Global automakers are confronted with enormous costs to develop battery-powered vehicles in order to meet ever-stricter emissions regulations even though consumers aren’t buying enough electric cars to make the investment worthwhile. BMW, an early adopter of green technology, has been slow to add new electric offerings after the tepid sales of its i3 city car.
Political changes in key markets are likely to add to BMW’s hurdles. The company would be hit hard by a border tax for carmakers that’s been suggested by Donald Trump and by any new tariffs resulting the U.K.’s exit from the European Union, because of its large investments in Mexico and the U.K.
The carmaker is spending $1 billion to build a factory in San Luis Potosi, Mexico, where 1,500 workers will produce the 3-Series sedans starting in 2019. Its only U.S. factory in Spartanburg, South Carolina, is its largest worldwide and ships SUVs across the globe. The company has been making most of its Mini subcompacts in the U.K. since acquiring the brand 20 years ago, and the cars and engines it makes yield exports of about 2.4 billion pounds ($2.9 billion) per year.

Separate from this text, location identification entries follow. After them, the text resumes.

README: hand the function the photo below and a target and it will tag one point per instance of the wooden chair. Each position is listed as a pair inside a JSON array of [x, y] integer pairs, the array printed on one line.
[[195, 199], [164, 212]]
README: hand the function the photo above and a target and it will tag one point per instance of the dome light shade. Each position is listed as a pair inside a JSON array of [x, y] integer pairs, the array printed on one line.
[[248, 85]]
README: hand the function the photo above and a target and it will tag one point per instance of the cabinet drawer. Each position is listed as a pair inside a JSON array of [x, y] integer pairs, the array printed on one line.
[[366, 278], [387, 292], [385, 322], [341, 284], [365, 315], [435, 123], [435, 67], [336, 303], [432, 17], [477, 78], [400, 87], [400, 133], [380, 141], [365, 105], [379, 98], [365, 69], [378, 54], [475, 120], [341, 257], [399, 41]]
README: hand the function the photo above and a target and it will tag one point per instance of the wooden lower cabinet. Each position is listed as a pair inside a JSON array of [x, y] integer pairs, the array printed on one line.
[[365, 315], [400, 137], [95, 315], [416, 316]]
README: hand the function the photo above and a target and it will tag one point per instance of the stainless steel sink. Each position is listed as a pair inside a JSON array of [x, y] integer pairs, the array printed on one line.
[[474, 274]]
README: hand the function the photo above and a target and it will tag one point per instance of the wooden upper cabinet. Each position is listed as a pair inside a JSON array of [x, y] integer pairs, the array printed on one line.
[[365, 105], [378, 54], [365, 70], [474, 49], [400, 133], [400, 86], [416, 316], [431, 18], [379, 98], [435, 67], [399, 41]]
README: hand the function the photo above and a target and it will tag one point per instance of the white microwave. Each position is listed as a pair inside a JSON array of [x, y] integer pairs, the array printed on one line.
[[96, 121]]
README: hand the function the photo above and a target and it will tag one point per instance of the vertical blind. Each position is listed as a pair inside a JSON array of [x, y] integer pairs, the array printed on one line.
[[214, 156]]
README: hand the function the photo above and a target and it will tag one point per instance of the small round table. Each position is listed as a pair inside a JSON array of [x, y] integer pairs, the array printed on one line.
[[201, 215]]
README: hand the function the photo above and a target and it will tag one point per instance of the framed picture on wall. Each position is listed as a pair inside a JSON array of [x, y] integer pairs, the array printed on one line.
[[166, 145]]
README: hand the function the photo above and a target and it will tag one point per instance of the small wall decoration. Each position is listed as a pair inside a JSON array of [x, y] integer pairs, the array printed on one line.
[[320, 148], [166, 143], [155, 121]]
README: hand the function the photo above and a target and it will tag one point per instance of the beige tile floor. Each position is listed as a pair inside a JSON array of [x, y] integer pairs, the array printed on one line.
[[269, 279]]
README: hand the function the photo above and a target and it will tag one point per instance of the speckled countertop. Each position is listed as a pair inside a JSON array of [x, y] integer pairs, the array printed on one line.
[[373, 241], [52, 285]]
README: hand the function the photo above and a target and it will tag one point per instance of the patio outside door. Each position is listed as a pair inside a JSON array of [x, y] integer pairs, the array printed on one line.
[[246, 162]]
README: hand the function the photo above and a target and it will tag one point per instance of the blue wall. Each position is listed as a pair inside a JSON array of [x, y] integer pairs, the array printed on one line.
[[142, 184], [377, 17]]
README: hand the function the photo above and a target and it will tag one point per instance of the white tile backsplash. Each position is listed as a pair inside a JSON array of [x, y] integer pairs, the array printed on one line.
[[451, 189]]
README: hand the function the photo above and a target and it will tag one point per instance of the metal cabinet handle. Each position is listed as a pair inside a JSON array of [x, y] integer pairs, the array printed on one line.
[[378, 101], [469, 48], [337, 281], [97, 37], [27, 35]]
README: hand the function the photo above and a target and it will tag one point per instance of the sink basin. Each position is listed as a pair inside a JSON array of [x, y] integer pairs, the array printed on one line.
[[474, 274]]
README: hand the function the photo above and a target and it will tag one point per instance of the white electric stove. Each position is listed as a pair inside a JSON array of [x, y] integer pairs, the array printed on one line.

Audi is also facing an uncertain relationship with the incoming U.S. administration: last year the brand opened a new plant in Mexico that assembles the Q5 SUV for export at a cost of about 1 billion euros. The company, which unlike BMW doesn’t have a U.S. plant to pick up a potential reduction in imports, is sticking to its plan to gradually ramp up production in Mexico to 150,000 cars per year, according to a company spokesman.